1°) La révolution scientifique interrogée sur sa capacité à intégrer les concepts sociologiques d’autorité et de pouvoir :

Cette révolution scientifique, avons-nous vu, a abouti à déplacer le centre d’intérêt des économistes des relations d’échange marchand à des relations guidées par des contrats, ce qui fournit un cadre général au sein duquel une théorie de la relation d'emploi peut être élaborée. Cette économie des contrats a donc théorisé le rapport entre un employeur et un employé qui est marqué par la présence d’un commandement du second par le premier. C’est la caractérisation de ce commandement qui nous importe ici. Comment les modalités de ce commandement et les hypothèses sous-jacentes à ces modalités peuvent-elles être caractérisées par rapport aux concepts d’autorité et de pouvoir ? Autrement dit, les différentes branches de l’économie des contrats introduisent-elles une asymétrie dans la relation d'emploi ? cette asymétrie est-elle liée à des ressources sur lesquelles prennent appui des pouvoirs ? ces pouvoirs sont-ils légitimés et déterminés par des statuts au sein de l’organisation productive ? En bref, nous nous demanderons si les théories rangées sous l’étiquette de l’économie des contrats sont réellement des théories de l’autorité, au sens déjà établi ci-dessus et que nous enrichirons au fur et à mesure de notre travail.

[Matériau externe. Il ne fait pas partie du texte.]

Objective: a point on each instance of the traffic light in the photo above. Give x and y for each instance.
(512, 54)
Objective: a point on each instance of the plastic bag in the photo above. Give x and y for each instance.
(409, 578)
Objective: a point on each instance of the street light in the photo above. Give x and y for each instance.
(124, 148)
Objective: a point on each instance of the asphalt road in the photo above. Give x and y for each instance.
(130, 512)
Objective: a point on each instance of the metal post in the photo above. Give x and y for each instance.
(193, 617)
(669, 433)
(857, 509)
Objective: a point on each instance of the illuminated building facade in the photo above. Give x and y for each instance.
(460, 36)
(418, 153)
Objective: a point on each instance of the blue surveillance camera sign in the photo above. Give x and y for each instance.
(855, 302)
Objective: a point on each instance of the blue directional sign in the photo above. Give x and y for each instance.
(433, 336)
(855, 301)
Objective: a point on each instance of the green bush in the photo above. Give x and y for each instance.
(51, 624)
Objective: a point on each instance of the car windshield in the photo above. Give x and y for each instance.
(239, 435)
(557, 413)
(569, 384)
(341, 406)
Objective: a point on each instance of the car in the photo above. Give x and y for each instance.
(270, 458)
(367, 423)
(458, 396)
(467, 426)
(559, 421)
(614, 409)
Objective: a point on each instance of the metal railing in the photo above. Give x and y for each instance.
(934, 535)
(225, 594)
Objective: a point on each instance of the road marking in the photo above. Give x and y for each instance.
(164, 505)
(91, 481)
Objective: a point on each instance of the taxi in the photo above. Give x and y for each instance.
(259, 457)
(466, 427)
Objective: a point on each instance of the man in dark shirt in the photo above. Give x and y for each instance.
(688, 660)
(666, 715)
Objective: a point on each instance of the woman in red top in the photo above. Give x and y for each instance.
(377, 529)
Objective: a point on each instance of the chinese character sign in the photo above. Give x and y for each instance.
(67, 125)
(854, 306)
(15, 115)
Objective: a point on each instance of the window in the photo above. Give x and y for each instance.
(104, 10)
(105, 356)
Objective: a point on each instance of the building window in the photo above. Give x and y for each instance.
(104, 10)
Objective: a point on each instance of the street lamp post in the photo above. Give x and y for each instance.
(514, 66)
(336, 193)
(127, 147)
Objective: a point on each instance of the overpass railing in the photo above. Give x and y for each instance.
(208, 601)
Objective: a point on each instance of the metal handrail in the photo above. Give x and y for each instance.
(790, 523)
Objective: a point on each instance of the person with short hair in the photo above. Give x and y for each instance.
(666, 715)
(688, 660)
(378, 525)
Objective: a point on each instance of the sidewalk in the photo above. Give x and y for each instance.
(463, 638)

Cette confrontation sera réalisée dans le chapitre 1 au cours duquel nous montrerons les insuffisances, à des degrés variables, des différentes branches de l’économie des contrats pour formaliser un commandement qui corresponde à la notion d’autorité, et pas seulement à celle de pouvoirs. Des travaux à la limite de l’orthodoxie et de l’hétérodoxie, tels ceux d’H. LEIBENSTEIN, de D. KREPS..., seront mobilisés pour pointer précisément les endroits où l’économie des contrats bute sur les limites de ses hypothèses. Au terme de cette confrontation, nous aurons ainsi délimité plus formellement le cadre hypothétique requis pour appréhender toutes les dimensions de la relation d’autorité.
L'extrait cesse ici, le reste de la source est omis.